I understand "failed FAI" to be something like a pure smile maximizer, which has just as much incentive to route around human operators as a paperclip maximizer or suffering maximizer. It wouldn't care about our values any more than we care about what sorts of values evolution tried to give us. The unstated assumption here is that value uploading failed or never happened, and the AI is no longer trying to load values, but only implement the values it has. I believe this is what you're gesturing toward with "real UFAI".

Do you understand "failed FAI" to be one which simply misunderstood our values, like a smile maximizer, but which never exited the value loading phase? This sort of AI might have some sort of "uncertainty" about it's utility function. If so, it might still care about what values we intended to give it.

I don't mean to sound dismissive, but is that any better than any other boxing technique, like requiring it to ask verbal permission of a physical operator?

Unless I'm missing something, the AI would still have all the same incentives to influence the operator's answers, and solving those problems would be just as difficult for a digital operator as a physical one.

I'm pretty sure I also mostly disagree with claim 6. (See my other reply below.)

The only specific concrete change that comes to mind is that it may be easier to take one person's CEV than aggregate everyone's CEV. However, this is likely to be trivially true, if the aggregation method is something like averaging.

If that's 1 or 2 more lines of code, then obviously it doesn't really make sense to try and put those lines in last to get FAI 10 seconds sooner, except in a sort of spherical cow in a vacuum sort of sense. However, if "solving the aggregation problem" is a couple years worth of work, maybe it does make sense to prioritize other things first in order to get FAI a little sooner. This is especially true in the event of an AI arms race.

I’m especially curious whether anyone else can come up with scenarios where a maxipok strategy might actually be useful. For instance, is there any work being done on CEV which is purely on the extrapolation procedure or procedures for determining coherence? It seems like if only half our values can easily be made coherent, and we can load them into an AI, that might generate an okay outcome.

That was pretty much my take. I get the feeling that "okay" outcomes are a vanishingly small portion of probability space. This suggests to me that the additional marginal effort to stipulate "okay" outcomes instead of perfect CEV is extremely small, if not negative. (By negative, I mean that it would actually take additional effort to program an AI to maximize for "okay" outcomes instead of CEV.)

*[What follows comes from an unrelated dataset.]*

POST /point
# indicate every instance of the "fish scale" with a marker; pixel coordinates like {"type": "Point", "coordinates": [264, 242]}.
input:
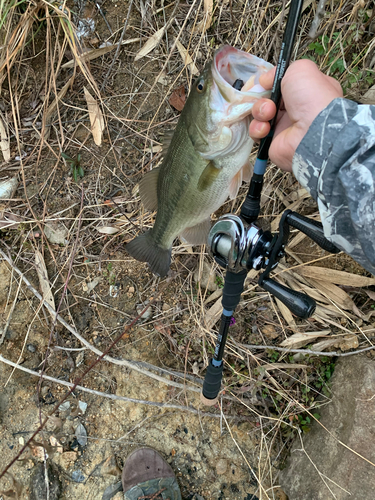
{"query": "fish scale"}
{"type": "Point", "coordinates": [207, 158]}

However, I didn't want to ask a leading question, so I left it in the present form. It's perhaps academically interesting that the desirability of outcomes as a function of “similarity to CEV” is a continuous curve rather than a binary good/bad step function. However, I couldn't really see any way of taking advantage of this. I posted mainly to see if others might spot potential low hanging fruit.

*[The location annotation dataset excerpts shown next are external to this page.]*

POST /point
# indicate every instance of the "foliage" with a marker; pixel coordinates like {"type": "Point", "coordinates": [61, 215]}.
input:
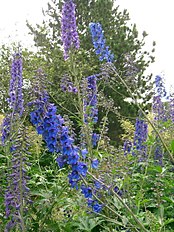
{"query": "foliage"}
{"type": "Point", "coordinates": [61, 172]}
{"type": "Point", "coordinates": [130, 59]}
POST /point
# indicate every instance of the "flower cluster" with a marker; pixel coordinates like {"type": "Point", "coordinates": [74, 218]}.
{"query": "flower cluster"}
{"type": "Point", "coordinates": [16, 194]}
{"type": "Point", "coordinates": [16, 82]}
{"type": "Point", "coordinates": [158, 152]}
{"type": "Point", "coordinates": [99, 43]}
{"type": "Point", "coordinates": [127, 147]}
{"type": "Point", "coordinates": [67, 85]}
{"type": "Point", "coordinates": [158, 106]}
{"type": "Point", "coordinates": [57, 138]}
{"type": "Point", "coordinates": [68, 27]}
{"type": "Point", "coordinates": [140, 137]}
{"type": "Point", "coordinates": [15, 99]}
{"type": "Point", "coordinates": [172, 109]}
{"type": "Point", "coordinates": [90, 100]}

I guess the interesting follow up questions are these: Is there any chance that humans are sufficiently adaptable that human values are more than just an infinitesimally small sliver of the set of all possible values? If so, is there any chance this enables an easier alternative version of the control problem? It would be nice to have a plan B.

Ah, understood. We're on the same page, then.

Ah, thanks for the clarification. I interpreted it as a reductio ad absurdum.